CA Reims, ch. civ. sect. instance, 20 avril 2021, n° 19/02359

REIMS

Arrêt

Infirmation

PARTIES

Défendeur :

Abs Tand Auto (SAS)

COMPOSITION DE LA JURIDICTION

Président :

M. Pety

Conseillers :

Mme Lefevre, Mme Magnard

TI Troyes, du 3 juin 2019

3 juin 2019

Mme Marlène F. a acquis le 21 décembre 2016 auprès de la SARL Abs'Tand Auto un véhicule d'occasion Peugeot 206 immatriculé EH-912-XP présentant 188 000 km au compteur, au prix de 2 976,76 euros, comprenant les frais de carte grise et une garantie de trois mois sur l'ensemble du véhicule et de six mois sur le train arrière.

Se plaignant de dysfonctionnements (voyants allumés sur le tableau de bord, problèmes de train arrière, inclinaison anormale du volant, problème de décélération et accélération) et doutant du résultat du contrôle technique effectué le 13 décembre 2016 par la société Dekra, Mme F. a fait réaliser un nouveau contrôle technique par la société Autocontrol le 10 février 2017.

Ce second contrôle technique a constaté :

- un jeu excessif et/ou une détérioration importante de la rotule, articulation de direction,

- un jeu important ou anormal de la rotule et/ou de l'articulation du demi-train arrière, ces deux défauts ne permettant pas de valider le contrôle technique réglementaire,

- un défaut d'étanchéité du moteur.

Le vendeur a consenti à changer l'essieu arrière du véhicule, les deux rotules axiales de direction, un jeu de plaquettes de frein avant, le tube d'échappement intermédiaire et le silencieux d'échappement, ainsi que deux pneus, et a opéré un réglage du train avant.

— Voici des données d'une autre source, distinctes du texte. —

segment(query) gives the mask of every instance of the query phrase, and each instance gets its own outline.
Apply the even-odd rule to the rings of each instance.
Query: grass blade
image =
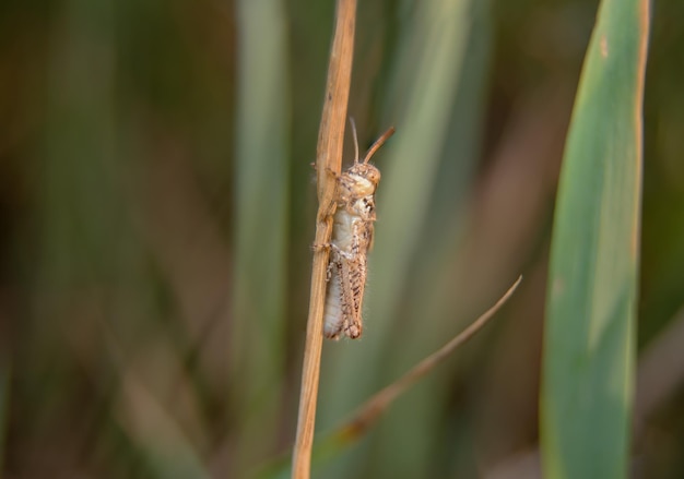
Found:
[[[601,3],[561,176],[546,303],[544,477],[627,476],[646,0]]]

Considérant que des dysfonctionnements subsistaient, Mme F. a fait assigner la SARL Abs'Tand Auto devant le tribunal d'instance de Troyes, par acte du 26 décembre 2018, en :

- nullité de la vente pour réticence dolosive, avec remboursement de la somme de 3 031,76 euros et restitution du véhicule,

- résolution de la vente pour vice caché, avec remboursement de la somme de 3 031,76 euros et restitution du véhicule,

- condamnation du vendeur au paiement des sommes de 2 500 euros pour préjudice moral et de 1 000 euros pour frais irrépétibles, ainsi qu'aux dépens.

La SARL Abs'Tand Auto s'est opposée à l'ensemble des demandes et a sollicité la condamnation de Mme F. au paiement de 1 500 euros pour frais irrépétibles. Elle a soutenu que le consentement de l'acquéreur n'avait pas été vicié et que les vices invoqués étaient apparents ou relevaient de l'usure normale du véhicule.

Le jugement du 3 juin 2019 a débouté Mme F. de l'ensemble de ses demandes et l'a condamnée aux dépens et au paiement à la SARL Abs'Tand Auto d'une somme de 300 euros sur le fondement de l'article 700 du code de procédure civile.

Le jugement a été signifié à Mme F. le 22 juillet 2019.

Mme F. a fait appel le 27 novembre 2019 de toutes les dispositions du jugement, après avoir demandé l'aide juridictionnelle le 24 juillet 2019 et après qu'un avocat lui ait été désigné, le 20 novembre 2019.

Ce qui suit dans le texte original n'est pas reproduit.